Because social responsibility is more than just wearing green lanyards on world mental health day and tweeting something about black history month.

TheAcres

This.

Anon

They arent, it just releives some of the burden on the public sector in paying for the impacts of the pandemic. Its just socially responsible business. Fair play to them.

Gavin

It would barely be a scratch, let alone a dent. Meanwhile fee earners will be £100s worse off because of it. I wouldn’t be happy as an associate.

OP Anon

I’m an associate and have had salary and my bonus frozen this year. I would happily sacrafice that if it meant the secretaries could stay in a job long enough to ride this out.

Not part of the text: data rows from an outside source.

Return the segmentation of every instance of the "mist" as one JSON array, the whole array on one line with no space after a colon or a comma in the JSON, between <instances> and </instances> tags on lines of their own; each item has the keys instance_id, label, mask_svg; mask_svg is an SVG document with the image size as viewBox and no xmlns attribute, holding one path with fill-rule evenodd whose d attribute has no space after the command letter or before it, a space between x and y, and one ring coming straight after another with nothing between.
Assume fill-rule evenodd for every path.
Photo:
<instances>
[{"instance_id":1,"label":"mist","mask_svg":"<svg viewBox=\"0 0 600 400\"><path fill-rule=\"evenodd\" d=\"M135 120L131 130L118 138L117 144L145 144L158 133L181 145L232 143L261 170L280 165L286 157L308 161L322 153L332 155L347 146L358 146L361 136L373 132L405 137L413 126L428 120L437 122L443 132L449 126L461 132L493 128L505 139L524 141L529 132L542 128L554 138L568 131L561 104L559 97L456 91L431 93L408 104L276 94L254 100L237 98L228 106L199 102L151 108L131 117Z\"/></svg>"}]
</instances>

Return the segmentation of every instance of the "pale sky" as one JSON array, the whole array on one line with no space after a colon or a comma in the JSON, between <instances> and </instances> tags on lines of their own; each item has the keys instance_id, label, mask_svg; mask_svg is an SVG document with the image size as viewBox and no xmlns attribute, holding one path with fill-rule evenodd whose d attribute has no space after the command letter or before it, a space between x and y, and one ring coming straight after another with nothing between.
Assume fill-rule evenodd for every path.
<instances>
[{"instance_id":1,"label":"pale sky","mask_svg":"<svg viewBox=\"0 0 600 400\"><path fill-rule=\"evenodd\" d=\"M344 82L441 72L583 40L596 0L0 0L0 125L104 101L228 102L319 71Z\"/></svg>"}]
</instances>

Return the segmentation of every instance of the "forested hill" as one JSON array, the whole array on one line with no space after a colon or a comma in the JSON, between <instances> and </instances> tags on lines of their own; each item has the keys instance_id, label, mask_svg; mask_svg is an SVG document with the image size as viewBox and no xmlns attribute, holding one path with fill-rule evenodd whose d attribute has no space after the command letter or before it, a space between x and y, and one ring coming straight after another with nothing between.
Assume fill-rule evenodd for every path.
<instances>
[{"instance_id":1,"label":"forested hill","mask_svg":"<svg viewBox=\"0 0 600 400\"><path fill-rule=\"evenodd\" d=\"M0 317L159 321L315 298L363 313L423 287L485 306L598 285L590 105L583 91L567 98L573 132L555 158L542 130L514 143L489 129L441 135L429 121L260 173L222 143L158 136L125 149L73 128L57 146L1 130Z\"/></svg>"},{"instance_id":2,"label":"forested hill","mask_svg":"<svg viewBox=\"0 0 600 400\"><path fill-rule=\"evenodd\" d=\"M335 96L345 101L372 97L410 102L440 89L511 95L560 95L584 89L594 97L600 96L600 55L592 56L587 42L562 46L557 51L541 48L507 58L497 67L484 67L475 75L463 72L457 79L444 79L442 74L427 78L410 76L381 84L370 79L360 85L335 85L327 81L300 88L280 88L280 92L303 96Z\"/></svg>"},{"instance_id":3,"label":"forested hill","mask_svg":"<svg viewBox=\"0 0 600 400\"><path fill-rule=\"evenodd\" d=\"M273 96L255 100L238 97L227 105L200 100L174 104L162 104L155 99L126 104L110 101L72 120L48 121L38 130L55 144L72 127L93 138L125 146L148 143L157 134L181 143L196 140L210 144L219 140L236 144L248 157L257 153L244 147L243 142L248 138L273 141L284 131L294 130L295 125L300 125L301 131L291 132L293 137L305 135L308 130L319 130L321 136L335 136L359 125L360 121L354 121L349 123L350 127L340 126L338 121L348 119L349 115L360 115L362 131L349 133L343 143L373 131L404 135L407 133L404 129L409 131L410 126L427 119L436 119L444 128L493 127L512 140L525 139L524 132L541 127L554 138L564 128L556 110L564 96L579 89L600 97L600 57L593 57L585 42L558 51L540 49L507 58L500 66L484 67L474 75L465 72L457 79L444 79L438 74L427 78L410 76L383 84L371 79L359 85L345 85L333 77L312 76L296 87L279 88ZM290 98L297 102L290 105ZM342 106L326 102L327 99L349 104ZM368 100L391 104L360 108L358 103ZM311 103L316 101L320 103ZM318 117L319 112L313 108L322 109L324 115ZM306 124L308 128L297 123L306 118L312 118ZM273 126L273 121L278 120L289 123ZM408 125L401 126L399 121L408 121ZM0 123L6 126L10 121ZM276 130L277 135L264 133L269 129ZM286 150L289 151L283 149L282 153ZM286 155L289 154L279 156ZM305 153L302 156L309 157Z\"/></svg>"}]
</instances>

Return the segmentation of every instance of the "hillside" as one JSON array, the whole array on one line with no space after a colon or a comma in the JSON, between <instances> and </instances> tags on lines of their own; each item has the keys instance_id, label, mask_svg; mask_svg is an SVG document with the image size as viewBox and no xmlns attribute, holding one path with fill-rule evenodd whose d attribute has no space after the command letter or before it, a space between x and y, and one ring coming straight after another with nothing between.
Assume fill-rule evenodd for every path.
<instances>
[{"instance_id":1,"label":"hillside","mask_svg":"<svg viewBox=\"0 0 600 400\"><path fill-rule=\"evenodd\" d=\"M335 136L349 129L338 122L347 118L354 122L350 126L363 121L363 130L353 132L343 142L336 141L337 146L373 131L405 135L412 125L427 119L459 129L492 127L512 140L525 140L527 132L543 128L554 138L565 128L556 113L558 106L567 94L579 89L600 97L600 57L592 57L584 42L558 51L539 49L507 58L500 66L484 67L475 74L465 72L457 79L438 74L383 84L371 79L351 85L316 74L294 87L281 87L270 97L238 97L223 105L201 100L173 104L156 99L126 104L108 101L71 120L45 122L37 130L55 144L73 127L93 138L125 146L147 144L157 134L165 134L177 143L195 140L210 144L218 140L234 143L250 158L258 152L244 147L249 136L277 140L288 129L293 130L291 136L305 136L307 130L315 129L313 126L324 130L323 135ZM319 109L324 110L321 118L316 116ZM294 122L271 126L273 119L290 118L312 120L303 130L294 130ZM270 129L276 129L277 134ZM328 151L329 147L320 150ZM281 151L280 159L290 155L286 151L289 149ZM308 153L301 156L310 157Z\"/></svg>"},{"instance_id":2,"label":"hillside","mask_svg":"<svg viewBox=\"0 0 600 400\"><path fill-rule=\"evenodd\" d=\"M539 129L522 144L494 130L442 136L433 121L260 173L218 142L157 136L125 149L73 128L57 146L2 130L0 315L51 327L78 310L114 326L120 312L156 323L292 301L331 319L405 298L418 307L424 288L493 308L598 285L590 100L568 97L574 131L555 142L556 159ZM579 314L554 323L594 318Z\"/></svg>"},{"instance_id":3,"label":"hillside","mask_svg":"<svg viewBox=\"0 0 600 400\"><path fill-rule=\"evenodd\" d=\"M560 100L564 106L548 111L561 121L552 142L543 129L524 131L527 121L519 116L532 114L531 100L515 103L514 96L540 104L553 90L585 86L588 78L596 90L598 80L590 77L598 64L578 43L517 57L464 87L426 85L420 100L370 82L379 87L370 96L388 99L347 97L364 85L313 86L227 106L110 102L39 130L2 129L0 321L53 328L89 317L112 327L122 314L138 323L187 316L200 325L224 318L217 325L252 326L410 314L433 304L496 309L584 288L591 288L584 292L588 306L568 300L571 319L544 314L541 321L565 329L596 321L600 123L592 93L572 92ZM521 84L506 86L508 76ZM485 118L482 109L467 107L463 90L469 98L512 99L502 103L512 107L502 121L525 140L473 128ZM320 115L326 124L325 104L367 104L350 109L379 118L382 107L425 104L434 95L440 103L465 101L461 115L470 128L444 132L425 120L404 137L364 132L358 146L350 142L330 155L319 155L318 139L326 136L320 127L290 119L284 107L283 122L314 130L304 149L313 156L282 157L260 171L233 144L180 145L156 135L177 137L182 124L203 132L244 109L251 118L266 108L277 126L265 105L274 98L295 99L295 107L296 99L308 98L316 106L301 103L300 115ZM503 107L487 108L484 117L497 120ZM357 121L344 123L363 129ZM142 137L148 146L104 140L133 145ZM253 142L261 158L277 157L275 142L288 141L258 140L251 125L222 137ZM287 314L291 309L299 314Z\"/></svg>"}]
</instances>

I’m also happy for that to be repaid rather than go directly to me if it means there is more funding within the government (in principle) to pay for more healthcare during the pandemic. Time to show a bit of humanity.

David Pullinger

Op Anon. Good man. Need more like you.

Gavin

Why do you suddenly care now? There has always been hardship in the world.

David Pullinger

That’s because you are obviously a selfish greedy man with no social conscience or thought for anyone other than self. Money is not everything. You pretty much sum up why the world is in the mess it is. You should be ashamed of yourself but won’t be.

Anon

They are returning overpayments that they are required to repay. It has nothing to do with social responsibility.

Anon

Where does it say that anywhere here or where reported in the FT? In fact it also says here that other City law firms are considering making similar moves to repay government furlough money… Seems very much optional pal

Jasper

Basic morality,of which you seem to be devoid of.

Tippity top top

Meanwhile at SPB dozens of secretaries and support staff got turfed, furlough cash isn’t getting repaid and partners are back to distributing wadd to themselves again lmao

Dave

LC now recycling articles directly from Financial Times ?

Wendy

Yes I heard most firms are shedding support staff by the bucket load so with those redundancies they are freeing up money. To then arrange for the other staff to get paid less when they are on just average salaries is live on is horrendeous. So now we have a situation where thousands of secretaries and other office support staff have been put on the scrap heap and chasing just a few jobs that are still available probably from much smaller firms on very little pay. So will the government set up proper training schemes now to up skill these people put of work to be able to do jobs for the future like tech to earn a liveable salary to survive and not end up destitute on the dole.

Client fave

How absolutely embarrassing to be using the furlough scheme as if they’re not paying their partners a few mill. Also it’s less to do with social responsibility and more to do with the clients asking them whether or not they took furlough money from the government and those that did quickly became embarrassed and sought to do damage control. Word in the firm is that the clients haven’t been impressed with those that did given their profitability and it’s been an awkward time for certain firms aka Herbies

Bleh

Absolutely no problem in principle with paying back furlough money to the government. But at least two firms who have repaid furlough monies have implemented staff pay cuts. Should repaying staff not have been the priority?